Image Quality Overview
The photograph of the Professor Roentgen has been modified by the addition of an artificial mole (just below his eye). In the left image, the mole is only slightly darker than the surrounding tissues; in the middle image, the mole is darker, and in the right hand image, the lesion is very dark. The mole (lesion) contrast thus increases as one moves from the left image to the right image. The blemish could equally be lighter, as shown in the images below, where again, the lesion contrast increases from left to right.
The series of images depicted above illustrate the concept of blur (aka sharpness). The left image is very sharp, and all details are readily visible. In the middle image, there is loss of fine detail, and the image would be described as being slightly blurred (or unsharp). In the right image, there is blurring along the horizontal direction, as might occur if there was significant motion during the exposure of the film used to acquire this image.
The left image is uniform, where every pixel takes on the same value (127), and is displayed using a window width of 256 and a window level of 127, so that the image is uniformly gray. In the middle image, the value of each pixel has been randomly taken from a Gaussian distribution, where the mean value is 127, and the standard deviation is 10. In this case, 67% of the pixels take on values between 117 and 137, 95% of the pixels have values between 107 and 147, and 99% of the pixels have values between 97 and 157. The fluctuations depicted in the middle image are an example of random noise. The image on the right shows the appearance of a "noisier" uniform image, where the mean value remains 127, but the noise value (standard deviation) of the Gaussian distribution of these pixel values has been increased to 20.

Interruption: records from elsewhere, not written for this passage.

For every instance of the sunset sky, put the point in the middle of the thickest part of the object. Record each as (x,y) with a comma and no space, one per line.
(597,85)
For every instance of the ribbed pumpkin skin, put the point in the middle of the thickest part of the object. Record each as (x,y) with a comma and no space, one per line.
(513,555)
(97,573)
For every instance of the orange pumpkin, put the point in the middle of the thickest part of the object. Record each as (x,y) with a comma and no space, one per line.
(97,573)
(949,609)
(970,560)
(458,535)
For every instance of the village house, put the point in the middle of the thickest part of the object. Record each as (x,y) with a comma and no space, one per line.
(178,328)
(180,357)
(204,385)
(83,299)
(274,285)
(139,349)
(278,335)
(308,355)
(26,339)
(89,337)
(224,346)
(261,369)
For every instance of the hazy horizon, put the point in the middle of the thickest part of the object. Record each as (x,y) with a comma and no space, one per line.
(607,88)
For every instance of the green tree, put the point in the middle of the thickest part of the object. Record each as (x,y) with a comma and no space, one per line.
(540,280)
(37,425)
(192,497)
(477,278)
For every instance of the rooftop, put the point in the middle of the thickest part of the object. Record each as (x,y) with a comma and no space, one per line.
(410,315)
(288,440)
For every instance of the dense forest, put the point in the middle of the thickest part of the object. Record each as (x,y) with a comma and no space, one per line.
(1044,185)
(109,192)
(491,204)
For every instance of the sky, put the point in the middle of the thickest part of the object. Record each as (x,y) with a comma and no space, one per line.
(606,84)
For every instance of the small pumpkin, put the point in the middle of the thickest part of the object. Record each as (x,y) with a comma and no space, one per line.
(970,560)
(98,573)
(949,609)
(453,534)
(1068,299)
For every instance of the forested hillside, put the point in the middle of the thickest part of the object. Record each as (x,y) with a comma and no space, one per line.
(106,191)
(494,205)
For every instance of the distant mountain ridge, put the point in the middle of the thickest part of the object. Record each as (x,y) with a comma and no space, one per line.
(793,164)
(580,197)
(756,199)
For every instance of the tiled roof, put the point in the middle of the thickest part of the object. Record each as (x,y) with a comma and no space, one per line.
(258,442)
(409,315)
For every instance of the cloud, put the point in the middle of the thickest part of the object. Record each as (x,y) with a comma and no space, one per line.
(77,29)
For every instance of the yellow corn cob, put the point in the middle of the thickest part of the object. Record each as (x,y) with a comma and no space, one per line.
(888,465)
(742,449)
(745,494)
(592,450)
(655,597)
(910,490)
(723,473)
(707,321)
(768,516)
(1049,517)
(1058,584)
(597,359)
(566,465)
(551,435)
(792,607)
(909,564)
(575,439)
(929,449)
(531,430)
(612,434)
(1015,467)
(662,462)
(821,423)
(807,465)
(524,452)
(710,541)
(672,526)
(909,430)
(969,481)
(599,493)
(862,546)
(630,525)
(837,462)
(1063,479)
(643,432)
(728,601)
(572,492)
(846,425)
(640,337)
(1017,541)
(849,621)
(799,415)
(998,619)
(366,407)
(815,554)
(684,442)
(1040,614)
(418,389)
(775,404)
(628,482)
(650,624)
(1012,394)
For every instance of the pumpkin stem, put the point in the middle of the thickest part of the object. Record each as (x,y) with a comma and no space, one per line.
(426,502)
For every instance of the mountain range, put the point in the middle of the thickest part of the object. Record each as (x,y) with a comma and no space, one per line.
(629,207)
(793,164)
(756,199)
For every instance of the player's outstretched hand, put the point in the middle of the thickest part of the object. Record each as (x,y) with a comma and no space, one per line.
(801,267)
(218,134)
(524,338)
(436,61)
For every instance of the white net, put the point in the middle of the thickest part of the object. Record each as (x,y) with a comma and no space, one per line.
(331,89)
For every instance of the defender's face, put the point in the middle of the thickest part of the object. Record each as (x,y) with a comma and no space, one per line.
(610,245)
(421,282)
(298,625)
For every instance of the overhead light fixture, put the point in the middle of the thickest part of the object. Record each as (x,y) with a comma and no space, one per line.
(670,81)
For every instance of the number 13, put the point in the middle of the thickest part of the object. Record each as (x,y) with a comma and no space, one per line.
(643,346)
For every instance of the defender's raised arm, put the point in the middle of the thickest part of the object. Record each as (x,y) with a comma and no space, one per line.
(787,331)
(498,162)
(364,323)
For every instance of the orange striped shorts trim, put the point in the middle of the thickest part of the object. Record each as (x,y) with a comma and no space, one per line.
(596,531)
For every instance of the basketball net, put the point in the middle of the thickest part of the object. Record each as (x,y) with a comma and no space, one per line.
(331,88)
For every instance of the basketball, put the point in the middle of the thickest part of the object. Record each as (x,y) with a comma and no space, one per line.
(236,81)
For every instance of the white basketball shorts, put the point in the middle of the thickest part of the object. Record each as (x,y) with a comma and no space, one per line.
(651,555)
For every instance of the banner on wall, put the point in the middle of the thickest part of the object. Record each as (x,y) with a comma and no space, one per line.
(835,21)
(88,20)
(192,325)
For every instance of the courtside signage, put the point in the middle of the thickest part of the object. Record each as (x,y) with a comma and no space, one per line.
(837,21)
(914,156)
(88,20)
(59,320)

The effect of random noise on lesion detection is illustrated in the three images below, which are identical but have the mole lesion shown above added. In the right image, the mole is high contrast, and is readily observable. In the left image, the mole contrast has been reduced to a level that makes detection impossible. In the middle image, the mole contrast is intermediate between these two extremes, but detection is still possible.
Artifacts in Images
The images shown below illustrate artifacts that can occur including a structured pattern (left) and geometric distortion (right).